In this study we applied a systems biology approach to identify potential therapeutic targets in AS. To do this, we examined valve miRNA profiles in patients with and without AS. We validated these findings using miRNA quantitative polymerase chain reaction (qPCR) and a novel whole-transcriptome mRNA approach. Finally, we used the combined miRNA/mRNA network for pathway analysis and to identify potential targets for treatment, looking in particular for drugs suitable for repurposing as AS disease modifying agents. This information should be useful both as a description of miRNA expression networks in AS and as a platform for further experiments to move these findings closer to human use.

Results

We compared aortic valve samples from participants with AS undergoing AVR to samples obtained post-mortem. On average control participants were significantly younger than participants with AS (Table 1). As would be expected in those undergoing AVR, patients with AS had severe disease, with a mean aortic valve maximum velocity of 4.4 m/s, standard deviation (sd) 0.6 m/s, mean pressure gradient 49 mmHg (sd 13 mmHg), and calculated aortic valve area 0.8 cm2 (sd 0.2 cm2).
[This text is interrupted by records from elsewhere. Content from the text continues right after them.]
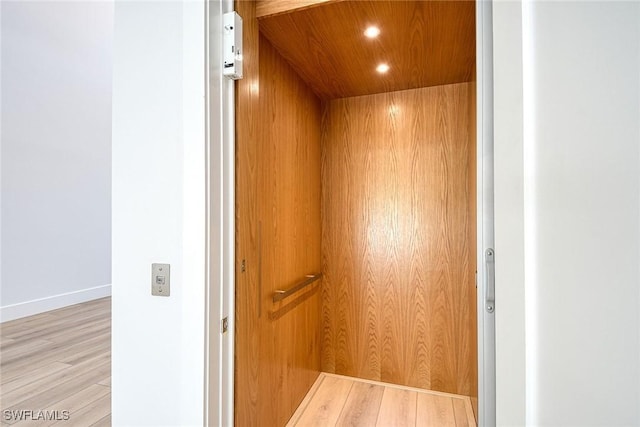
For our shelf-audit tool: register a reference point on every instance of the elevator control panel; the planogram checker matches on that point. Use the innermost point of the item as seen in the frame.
(160, 279)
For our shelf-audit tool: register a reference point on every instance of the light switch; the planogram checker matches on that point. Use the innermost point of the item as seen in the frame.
(160, 279)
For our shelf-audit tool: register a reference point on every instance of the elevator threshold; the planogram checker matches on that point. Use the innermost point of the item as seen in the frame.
(337, 400)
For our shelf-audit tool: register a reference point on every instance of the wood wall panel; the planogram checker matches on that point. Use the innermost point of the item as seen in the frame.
(398, 242)
(248, 156)
(277, 352)
(290, 194)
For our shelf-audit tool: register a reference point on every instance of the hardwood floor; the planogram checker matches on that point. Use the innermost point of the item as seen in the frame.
(336, 400)
(55, 367)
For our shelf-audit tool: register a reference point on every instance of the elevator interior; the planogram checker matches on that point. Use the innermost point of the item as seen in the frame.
(365, 179)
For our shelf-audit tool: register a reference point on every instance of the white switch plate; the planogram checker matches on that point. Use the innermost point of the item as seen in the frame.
(160, 279)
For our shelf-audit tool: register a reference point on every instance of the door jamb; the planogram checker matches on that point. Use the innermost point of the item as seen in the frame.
(485, 214)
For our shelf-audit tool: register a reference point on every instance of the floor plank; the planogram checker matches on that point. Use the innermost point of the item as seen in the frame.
(336, 400)
(58, 361)
(329, 399)
(362, 405)
(398, 408)
(434, 410)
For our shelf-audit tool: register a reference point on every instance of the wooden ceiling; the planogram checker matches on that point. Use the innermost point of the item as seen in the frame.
(425, 43)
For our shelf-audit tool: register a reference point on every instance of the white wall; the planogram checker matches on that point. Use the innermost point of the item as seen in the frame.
(569, 162)
(158, 346)
(56, 154)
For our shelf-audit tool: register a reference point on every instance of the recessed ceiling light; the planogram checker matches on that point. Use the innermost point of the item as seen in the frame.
(382, 68)
(372, 32)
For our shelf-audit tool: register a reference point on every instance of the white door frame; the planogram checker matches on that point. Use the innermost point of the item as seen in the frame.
(219, 382)
(485, 214)
(220, 283)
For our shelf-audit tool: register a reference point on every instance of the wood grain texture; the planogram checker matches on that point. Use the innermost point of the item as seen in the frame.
(398, 248)
(326, 405)
(59, 360)
(336, 400)
(398, 408)
(362, 405)
(247, 238)
(266, 8)
(425, 43)
(278, 234)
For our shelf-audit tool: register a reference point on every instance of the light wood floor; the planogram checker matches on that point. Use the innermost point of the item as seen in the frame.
(58, 361)
(336, 400)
Table 1: Demographics of participants.

Total RNA yield from post-mortem tissue was higher than from surgically explanted tissue (153 ng/μl and 101 ng/μl respectively) but of a similar level of purity (mean 260:280 ratio after reverse transcription 2.05 (range 2.02–2.1) and 2.01 (range 1.90–2.05) in post-mortem tissue and surgically explanted valves respectively). Levels of the non-coding RNA SNORD44 were similar between groups (threshold cycle (Ct) values 22.1 (sd 5.6) in the AS group (n = 16) compared to 21.7 (sd 4.3) in the control group (n = 36), t-test p-value 0.81), while exogenous spike-in control cel-miR-39 levels were only minimally different (mean Ct 20.3 (sd 0.8) in AS group compared to 19.8 (sd 0.9) in control group, t-test p-value 0.03).
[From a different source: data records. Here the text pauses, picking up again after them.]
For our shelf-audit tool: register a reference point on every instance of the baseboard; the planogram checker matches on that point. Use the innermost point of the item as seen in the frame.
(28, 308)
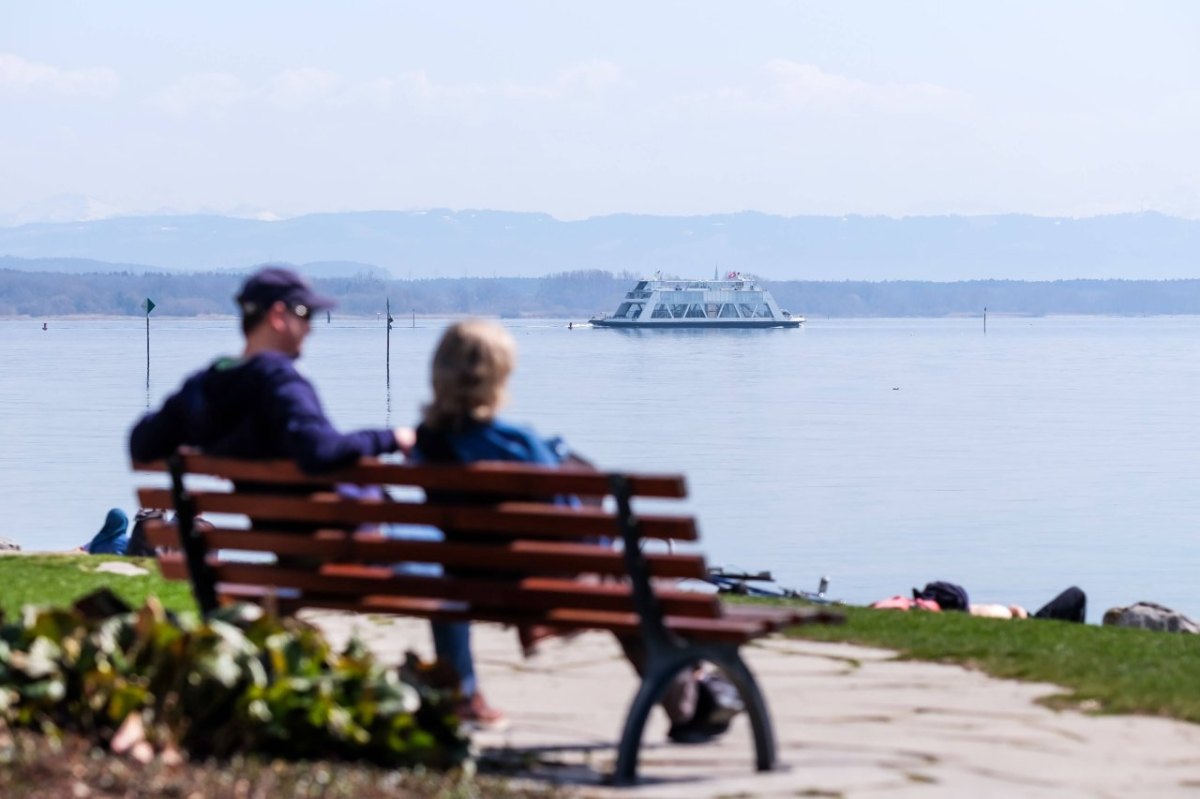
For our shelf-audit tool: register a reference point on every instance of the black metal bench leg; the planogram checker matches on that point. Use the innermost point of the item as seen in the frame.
(756, 707)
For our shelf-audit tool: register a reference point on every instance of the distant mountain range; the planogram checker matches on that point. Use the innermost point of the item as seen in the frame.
(413, 245)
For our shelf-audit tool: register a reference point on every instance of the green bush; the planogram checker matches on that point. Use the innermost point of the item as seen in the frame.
(239, 682)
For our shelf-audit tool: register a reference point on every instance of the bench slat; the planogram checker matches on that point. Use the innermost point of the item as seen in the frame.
(525, 594)
(523, 556)
(522, 518)
(478, 478)
(622, 624)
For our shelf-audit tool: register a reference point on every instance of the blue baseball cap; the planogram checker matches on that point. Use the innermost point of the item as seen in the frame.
(273, 284)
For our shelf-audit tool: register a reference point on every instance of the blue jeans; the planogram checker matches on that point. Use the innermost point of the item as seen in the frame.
(451, 642)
Differentially expressed microRNA profiles in diseased aortic valve tissue

Whole miRNome profiles of 15 severely diseased aortic valve leaflets were compared to 16 control valves. After quality filtering and normalization using robust multi-array averaging, 106 miRNAs were differentially expressed between the AS and control groups at a multiple testing adjusted p-value <0.05 (Supplementary Table S1). The majority (80/106) of miRNAs were down-regulated in stenotic aortic valve tissue. Using these differentially expressed miRNAs, the miRNA profile clearly distinguished those with and without AS using hierarchical clustering (Fig. 1) and principal components analysis (Supplementary Fig. S1).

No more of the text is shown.